Azad Rajeev K, Rao J Subba, Li Wentian, Ramaswamy Ramakrishna
School of Environmental Sciences, Jawaharlal Nehru University, New Delhi 110 067, India.
Phys Rev E Stat Nonlin Soft Matter Phys. 2002 Sep;66(3 Pt 1):031913. doi: 10.1103/PhysRevE.66.031913. Epub 2002 Sep 25.

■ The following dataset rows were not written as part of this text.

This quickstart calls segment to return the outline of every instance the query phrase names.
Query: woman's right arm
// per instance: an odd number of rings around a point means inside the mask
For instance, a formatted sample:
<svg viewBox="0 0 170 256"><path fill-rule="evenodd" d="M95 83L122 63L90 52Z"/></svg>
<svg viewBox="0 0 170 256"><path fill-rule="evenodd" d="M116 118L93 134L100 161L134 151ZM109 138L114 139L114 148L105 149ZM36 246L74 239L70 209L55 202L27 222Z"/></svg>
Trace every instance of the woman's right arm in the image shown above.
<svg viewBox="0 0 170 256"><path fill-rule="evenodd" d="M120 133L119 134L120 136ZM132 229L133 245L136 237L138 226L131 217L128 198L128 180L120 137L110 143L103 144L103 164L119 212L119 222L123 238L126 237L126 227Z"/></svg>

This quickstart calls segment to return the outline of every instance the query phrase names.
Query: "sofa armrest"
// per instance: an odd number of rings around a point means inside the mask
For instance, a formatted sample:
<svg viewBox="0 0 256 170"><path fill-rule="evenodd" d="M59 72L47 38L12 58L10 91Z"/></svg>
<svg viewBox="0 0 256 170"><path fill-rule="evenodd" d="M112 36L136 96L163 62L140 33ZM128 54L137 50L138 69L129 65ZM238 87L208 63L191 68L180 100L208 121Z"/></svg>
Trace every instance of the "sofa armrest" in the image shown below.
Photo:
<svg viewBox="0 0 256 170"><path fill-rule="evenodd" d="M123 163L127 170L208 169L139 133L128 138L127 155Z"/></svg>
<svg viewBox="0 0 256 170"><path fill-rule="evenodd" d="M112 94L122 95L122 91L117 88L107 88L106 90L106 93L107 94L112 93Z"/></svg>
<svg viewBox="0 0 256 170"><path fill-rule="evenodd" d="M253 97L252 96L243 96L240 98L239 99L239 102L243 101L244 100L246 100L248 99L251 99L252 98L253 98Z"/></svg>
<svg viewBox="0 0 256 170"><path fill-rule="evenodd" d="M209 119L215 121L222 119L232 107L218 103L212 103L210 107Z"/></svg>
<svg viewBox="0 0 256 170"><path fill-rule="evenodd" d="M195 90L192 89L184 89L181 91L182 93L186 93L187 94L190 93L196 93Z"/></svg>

By using the Jensen-Shannon divergence, genomic DNA can be divided into compositionally distinct domains through a standard recursive segmentation procedure. Each domain, while significantly different from its neighbors, may, however, share compositional similarity with one or more distant (non-neighboring) domains. We thus obtain a coarse-grained description of the given DNA string in terms of a smaller set of distinct domain labels. This yields a minimal domain description of a given DNA sequence, significantly reducing its organizational complexity. This procedure gives a new means of evaluating genomic complexity as one examines organisms ranging from bacteria to human. The mosaic organization of DNA sequences could have originated from the insertion of fragments of one genome (the parasite) inside another (the host), and we present numerical experiments that are suggestive of this scenario.
通过使用詹森 - 香农散度,基因组DNA可以通过标准的递归分割程序被划分为成分不同的结构域。每个结构域虽然与其相邻结构域有显著差异,但可能与一个或多个远距离(非相邻)结构域具有成分相似性。因此,我们根据一小组不同的结构域标签获得了给定DNA序列的粗粒度描述。这产生了给定DNA序列的最小结构域描述,显著降低了其组织复杂性。当研究从细菌到人类的各种生物体时,这个程序提供了一种评估基因组复杂性的新方法。DNA序列的镶嵌组织可能起源于一个基因组(寄生基因组)的片段插入到另一个基因组(宿主基因组)中,并且我们展示了暗示这种情况的数值实验。